Há muito tempo o Canadá se orgulha de seu multiculturalismo e sua harmonia racial, mas a campanha eleitoral de 2019 expôs tensões raciais, incluindo fotos do primeiro-ministro Justin Trudeau fantasiado, com o rosto pintado de preto, e a ascensão de um partido populista de extrema direita determinado a impor o que chama de "valores canadenses".

Com seis partidos competindo em uma campanha eleitoral apertada, alguns candidatos hoje defendem políticas específicas destinadas a limitar a liberdade de expressão de certas culturas.

Mais notavelmente, o pequeno Partido Popular do Canadá (PPC), do ex-ministro Maxime Bernier, quer reduzir os níveis de imigração.

Em declarações sem precedentes para um líder partidário nacional, Bernier cita preocupações sobre se os imigrantes estão se alinhando aos "valores canadenses". Nega, porém, que ele ou seu partido sejam racistas ou estejam promovendo políticas racistas.

Quatro partidos –Liberal, Conservador, Verde e Bloco Quebecois– foram forçados a recusar ou repreender candidatos por fazerem comentários racistas.

Trudeau pediu desculpas em setembro, depois de ser amplamente criticado quando surgiram imagens dele de "blackface" e turbante em uma festa de "Mil e Uma Noites" em 2001.

O primeiro-ministro canadense, Justin Trudeau, em campanha para as próximas eleições, em Hamilton, Ontário
O primeiro-ministro canadense, Justin Trudeau, em campanha para as próximas eleições, em Hamilton, Ontário - Stephane Mahe / Reuters

Na última quarta-feira (16), o ex-presidente dos EUA Barack Obama exortou os canadenses a reeleger Justin Trudeau numa mensagem em sua conta no Twitter. Ele disse estar orgulhoso por ter atuado com o premiê canadense e o qualificou como um líder trabalhador e eficaz.
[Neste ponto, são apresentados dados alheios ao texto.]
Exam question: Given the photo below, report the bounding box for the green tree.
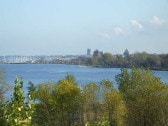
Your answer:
[53,79,80,126]
[3,78,35,126]
[0,69,10,103]
[101,53,114,66]
[100,80,127,126]
[116,68,168,126]
[33,82,58,126]
[82,82,100,122]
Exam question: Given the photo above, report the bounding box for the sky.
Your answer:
[0,0,168,55]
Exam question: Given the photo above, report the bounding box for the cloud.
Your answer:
[131,20,143,30]
[98,32,111,40]
[114,27,123,35]
[151,16,165,25]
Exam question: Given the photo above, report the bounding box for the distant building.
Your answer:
[93,50,103,57]
[87,49,91,56]
[123,49,129,57]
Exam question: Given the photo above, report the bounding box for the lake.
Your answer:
[0,64,168,97]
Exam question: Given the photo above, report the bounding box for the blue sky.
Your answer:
[0,0,168,55]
A série de incidentes com tons racistas levou alguns observadores a prever que haverá problemas sociais duradouros após a eleição de 21 de outubro, que tem os liberais, no poder, e os conservadores, de oposição, empatados nas pesquisas.

"Penso que este é um ponto de inflexão para o Canadá. A raça é finalmente uma questão aqui, e como lidaremos com ela como país, no nível político e no nível social, vai determinar muitas coisas no futuro", disse Balpreet Singh, consultor jurídico da Organização Mundial Sikh do Canadá.
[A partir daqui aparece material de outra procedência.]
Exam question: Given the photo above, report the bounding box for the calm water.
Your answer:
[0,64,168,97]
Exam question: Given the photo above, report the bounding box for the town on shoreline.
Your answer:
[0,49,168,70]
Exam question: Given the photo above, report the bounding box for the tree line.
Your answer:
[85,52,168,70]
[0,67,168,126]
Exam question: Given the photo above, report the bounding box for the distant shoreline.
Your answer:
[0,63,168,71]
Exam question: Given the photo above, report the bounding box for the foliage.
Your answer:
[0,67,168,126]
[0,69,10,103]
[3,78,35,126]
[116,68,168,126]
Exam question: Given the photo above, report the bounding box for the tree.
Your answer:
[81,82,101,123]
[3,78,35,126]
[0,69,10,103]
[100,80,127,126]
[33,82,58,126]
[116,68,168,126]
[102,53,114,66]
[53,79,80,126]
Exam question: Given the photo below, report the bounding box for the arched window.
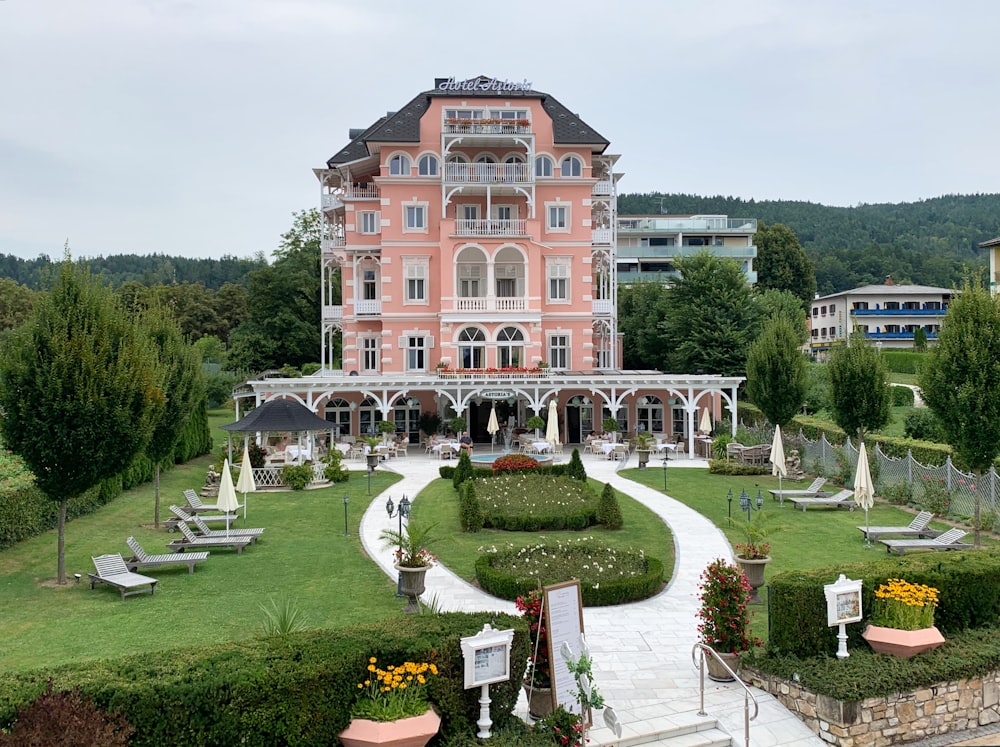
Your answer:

No início deste mês, um homem de Montreal disse a Jagmeet Singh, líder dos Novos Democratas, de oposição, e praticante sikh, que deveria tirar seu turbante "para parecer um canadense".

Singh, cuja declaração foi captada por câmeras da imprensa, respondeu: "Não concordo, senhor", dizendo ao homem que "os canadenses se parecem com todo tipo de pessoas".
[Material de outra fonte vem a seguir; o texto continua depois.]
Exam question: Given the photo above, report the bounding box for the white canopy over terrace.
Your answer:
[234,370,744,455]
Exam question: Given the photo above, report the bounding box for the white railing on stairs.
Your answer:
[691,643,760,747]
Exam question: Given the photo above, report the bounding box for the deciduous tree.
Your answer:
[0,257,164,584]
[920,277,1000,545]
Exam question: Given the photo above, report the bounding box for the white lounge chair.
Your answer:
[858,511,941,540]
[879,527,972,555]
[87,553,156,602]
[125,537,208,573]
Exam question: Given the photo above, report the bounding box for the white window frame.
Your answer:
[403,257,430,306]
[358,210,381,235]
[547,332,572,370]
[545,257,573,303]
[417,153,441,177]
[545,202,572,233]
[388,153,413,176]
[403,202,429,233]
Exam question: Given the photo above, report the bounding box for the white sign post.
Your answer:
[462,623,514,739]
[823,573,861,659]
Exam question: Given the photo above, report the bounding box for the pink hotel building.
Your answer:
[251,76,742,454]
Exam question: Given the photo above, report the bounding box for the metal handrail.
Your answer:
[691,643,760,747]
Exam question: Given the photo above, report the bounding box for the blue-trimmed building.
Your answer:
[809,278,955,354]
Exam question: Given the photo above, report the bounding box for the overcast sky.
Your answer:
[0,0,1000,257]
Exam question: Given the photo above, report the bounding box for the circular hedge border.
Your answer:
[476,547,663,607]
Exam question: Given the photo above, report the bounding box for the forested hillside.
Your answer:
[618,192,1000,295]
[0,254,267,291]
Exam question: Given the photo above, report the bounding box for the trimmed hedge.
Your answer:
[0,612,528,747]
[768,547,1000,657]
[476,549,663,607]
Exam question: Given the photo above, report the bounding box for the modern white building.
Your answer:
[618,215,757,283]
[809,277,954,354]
Em 2019, mais de 331 mil novos imigrantes –cerca de 1% da população– devem chegar ao Canadá.

Nem todos os canadenses veem a raça como uma questão dominante. Uma pesquisa da Ipsos neste ano revelou que 47% dos entrevistados canadenses consideram o racismo um problema sério, contra 69% em 1992.

Nas recentes campanhas eleitorais canadenses, a questão racial espreitou abaixo da superfície, mas foi menos evidente.

Durante a campanha de 2015, por exemplo, os conservadores então no governo anunciaram planos de uma linha direta para os canadenses denunciarem "práticas culturais bárbaras" –medida que muitos disseram ser dirigida aos muçulmanos.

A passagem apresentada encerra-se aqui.